The Grammatical Universe of Universal Dependencies
Now, we could all get into a bloody academic knife-fight over the “best” set of grammatical relations. To avoid that, the field has largely coalesced around a project called Universal Dependencies (UD). It’s a framework that aims to be consistent across languages. It’s not perfect, but it’s a fantastic starting point and what you’ll see in most modern libraries.
UD defines a set of universal part-of-speech tags and a set of universal dependency relations. The relations are the gold. You’ll see things like:
nsubj: nominal subject. The doer of the verb. “The cat sleeps.” ->nsubj(sleeps, cat)dobj: direct object. The thing acted upon. “The cat chases the mouse.” ->dobj(chases, mouse)amod: adjectival modifier. An adjective describing a noun. “The quick brown fox.” ->amod(fox, quick)det: determiner. Words like ’the’, ‘a’, ’this’. "The cat" ->det(cat, The)prep: prepositional modifier. The head of a prepositional phrase. “sleeps on the mat” ->prep(sleeps, on)
There are dozens of these. The beauty is that once you have this tree, you can ask precise questions: “What is the subject of the main verb?” or “Find all the adjectives describing this entity.”
Actually Doing It: Code with spaCy
Enough theory. Let’s get our hands dirty with spaCy, because that’s what you’ll probably use. First, get it installed (pip install spacy and then python -m spacy download en_core_web_sm for a small English model).
import spacy
# Load the small English model.
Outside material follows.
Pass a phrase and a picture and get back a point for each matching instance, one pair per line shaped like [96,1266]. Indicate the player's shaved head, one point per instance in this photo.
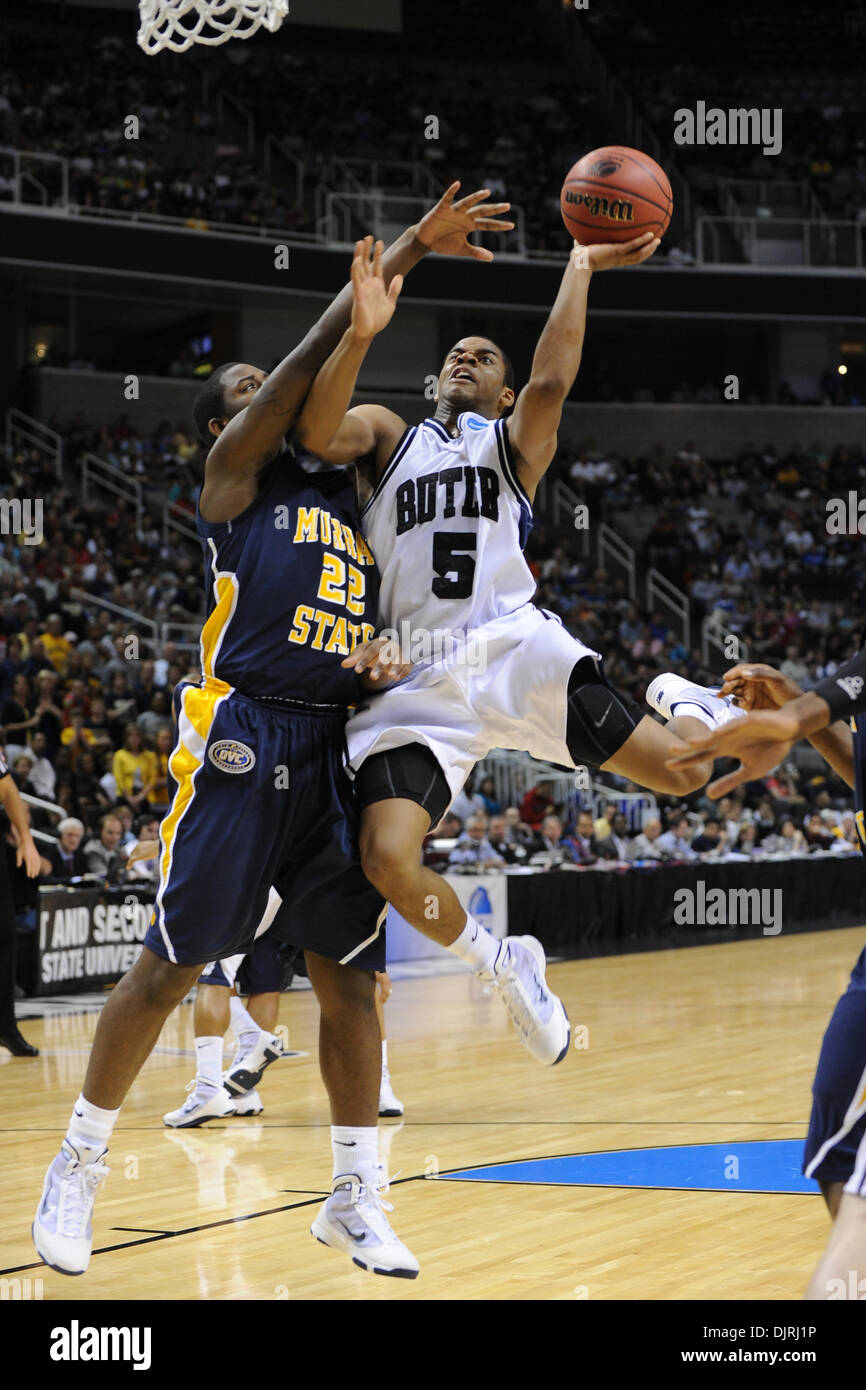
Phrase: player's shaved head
[225,392]
[476,375]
For real work, use 'en_core_web_lg' or 'en_core_web_trf'
nlp = spacy.load("en_core_web_sm")
# Our classic grammatical ambiguity
doc = nlp("The old man the boat.")
# Let's iterate through each token and print its head and dependency label
for token in doc:
print(f"{token.text:{10}} {token.dep_:{12}} {token.head.text:{10}} {token.head.pos_}")
# A more visual way to see the whole structure
from spacy import displacy
displacy.render(doc, style="dep", jupyter=True)
If you run this, you’ll see the magic happen. spaCy correctly figures out that “man” is the main verb here (as in “to operate or serve on the boat”), “The old” is its subject, and “the boat” is the object. The parser resolved the ambiguity we tripped over a second ago.
Where This All Goes Sideways
Parsers are brilliant, but they’re not clairvoyant. They make mistakes, especially on:
- Long-distance dependencies: Sentences with lots of clauses between the subject and verb. “The keys that I thought I had lost yesterday were actually on the table.” A weaker parser might get confused and link “keys” to “lost”.
- Non-standard grammar: Poetry, song lyrics, and social media posts will absolutely wreck most parsers. They’re trained on well-formed text like news articles.
- Coordination: Parsing things like “macaroni and cheese” or “She bought apples, oranges, and pears” can be tricky. You want “macaroni” and “cheese” to be connected to “and” in a flat structure, not one modifying the other.
- Prepositional Phrase Attachment: The classic NLP problem. In “I saw the man with the telescope,” does “with the telescope” modify “saw” (I used the telescope to see) or “man” (the man who had the telescope)? This is often ambiguous without real-world context.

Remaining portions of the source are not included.